The peak of the 2020 Atlantic Hurricane Season is living up to its expectations. That is not a good thing. As of early this morning, forecasters with the National Hurricane Center were monitoring two tropical storms and four tropical waves. The most concerning to us in the Gulf South is the tropical wave that's currently in the Gulf and the one that's expected to move into the Gulf next week.

That second storm system is the one residents of Louisiana will want to keep a watchful eye on. The current forecast track for that system, again still a tropical wave, is eerily similar to the path that Hurricane Katrina took back in 2005. Just to be clear, this is not a hurricane, tropical storm, or even a tropical depression, yet. But forecasters are giving it a 50% probability of becoming a tropical cyclone in the Gulf of Mexico next week.

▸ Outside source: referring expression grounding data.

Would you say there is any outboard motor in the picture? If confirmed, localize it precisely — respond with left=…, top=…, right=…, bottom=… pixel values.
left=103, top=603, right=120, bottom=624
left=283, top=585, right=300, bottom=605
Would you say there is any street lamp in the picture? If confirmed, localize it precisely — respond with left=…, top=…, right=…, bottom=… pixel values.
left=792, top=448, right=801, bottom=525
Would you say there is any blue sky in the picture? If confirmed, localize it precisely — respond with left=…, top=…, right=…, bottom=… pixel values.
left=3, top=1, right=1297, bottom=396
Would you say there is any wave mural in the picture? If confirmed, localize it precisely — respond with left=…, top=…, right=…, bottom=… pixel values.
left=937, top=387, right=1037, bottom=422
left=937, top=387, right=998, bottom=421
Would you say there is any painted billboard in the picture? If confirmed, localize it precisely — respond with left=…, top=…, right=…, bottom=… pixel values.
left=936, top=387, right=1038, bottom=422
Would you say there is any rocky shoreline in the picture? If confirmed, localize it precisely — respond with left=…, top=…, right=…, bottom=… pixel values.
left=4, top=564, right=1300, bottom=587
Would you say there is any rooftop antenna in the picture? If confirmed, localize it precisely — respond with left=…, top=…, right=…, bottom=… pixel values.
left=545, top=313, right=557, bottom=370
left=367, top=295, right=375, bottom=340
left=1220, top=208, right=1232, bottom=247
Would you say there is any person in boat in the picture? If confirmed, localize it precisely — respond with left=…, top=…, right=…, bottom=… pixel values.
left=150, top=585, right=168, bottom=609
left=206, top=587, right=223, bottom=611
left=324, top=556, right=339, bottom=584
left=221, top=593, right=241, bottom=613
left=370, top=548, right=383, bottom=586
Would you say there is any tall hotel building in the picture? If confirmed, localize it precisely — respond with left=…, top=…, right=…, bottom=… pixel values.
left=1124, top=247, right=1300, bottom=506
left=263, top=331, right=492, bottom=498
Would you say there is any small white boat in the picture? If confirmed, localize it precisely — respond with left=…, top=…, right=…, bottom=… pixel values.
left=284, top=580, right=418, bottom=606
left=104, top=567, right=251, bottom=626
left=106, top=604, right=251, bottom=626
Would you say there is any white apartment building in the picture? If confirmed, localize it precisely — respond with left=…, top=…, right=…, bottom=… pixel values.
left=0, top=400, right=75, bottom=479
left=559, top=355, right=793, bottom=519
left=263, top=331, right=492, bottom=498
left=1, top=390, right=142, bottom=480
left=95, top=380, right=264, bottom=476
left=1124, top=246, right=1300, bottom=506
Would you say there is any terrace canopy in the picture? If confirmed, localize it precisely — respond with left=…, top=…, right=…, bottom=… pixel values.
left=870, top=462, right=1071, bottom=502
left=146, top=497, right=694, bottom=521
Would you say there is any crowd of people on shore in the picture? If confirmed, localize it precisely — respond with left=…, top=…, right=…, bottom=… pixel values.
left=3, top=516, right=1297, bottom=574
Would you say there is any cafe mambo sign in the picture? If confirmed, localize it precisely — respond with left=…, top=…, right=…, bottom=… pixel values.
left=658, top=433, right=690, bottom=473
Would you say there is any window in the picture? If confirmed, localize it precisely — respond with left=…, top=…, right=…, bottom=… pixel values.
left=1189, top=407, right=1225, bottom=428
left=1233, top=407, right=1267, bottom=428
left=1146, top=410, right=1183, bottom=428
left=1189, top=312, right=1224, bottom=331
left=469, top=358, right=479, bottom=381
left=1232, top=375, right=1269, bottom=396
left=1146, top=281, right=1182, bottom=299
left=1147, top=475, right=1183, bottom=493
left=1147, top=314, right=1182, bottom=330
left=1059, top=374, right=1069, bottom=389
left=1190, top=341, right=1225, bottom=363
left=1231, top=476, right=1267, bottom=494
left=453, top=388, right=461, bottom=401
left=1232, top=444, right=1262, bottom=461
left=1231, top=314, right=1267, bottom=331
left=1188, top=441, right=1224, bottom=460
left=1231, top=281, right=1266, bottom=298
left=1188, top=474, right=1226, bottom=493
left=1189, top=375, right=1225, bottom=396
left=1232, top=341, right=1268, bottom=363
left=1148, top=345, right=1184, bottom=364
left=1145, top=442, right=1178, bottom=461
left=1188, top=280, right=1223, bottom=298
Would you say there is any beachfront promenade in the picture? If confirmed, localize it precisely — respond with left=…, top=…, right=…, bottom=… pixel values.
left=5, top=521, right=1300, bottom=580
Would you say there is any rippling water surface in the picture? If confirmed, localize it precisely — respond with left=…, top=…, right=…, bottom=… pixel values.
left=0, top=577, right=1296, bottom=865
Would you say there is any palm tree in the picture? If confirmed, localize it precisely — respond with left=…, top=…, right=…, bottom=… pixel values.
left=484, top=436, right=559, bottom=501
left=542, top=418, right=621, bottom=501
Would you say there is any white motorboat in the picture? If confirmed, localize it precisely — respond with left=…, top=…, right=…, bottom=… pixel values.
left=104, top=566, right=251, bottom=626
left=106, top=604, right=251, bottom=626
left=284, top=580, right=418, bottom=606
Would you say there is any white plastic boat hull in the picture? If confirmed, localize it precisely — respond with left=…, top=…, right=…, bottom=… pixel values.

The proximity of that system to Louisiana next week as well as the close proximity of a second system already in the Gulf of Mexico are expected to really ramp up South Louisiana's rainfall for the weekend and next week.

Naturally, we encourage you to remain weather aware and to check back with us often over the course of the weekend for further developments on this system.

Elsewhere in the tropics, Tropical Storm Paulette and Tropical Storm Rene continue to spin well out to sea. There is a strong tropical wave that could become Tropical Storm Sally over the next five days. That system is just off the coast of Africa but should be moving in the general direction of the Caribbean Sea as it strengthens next week.

Needless to say, the tropical season for 2020 is not about to let up anytime soon. Louisiana's "prime time" for tropical weather will extend into the first few weeks of October. Hopefully, by then a cold front will push through and the seasonal changes will eventually quell the activity in the tropics.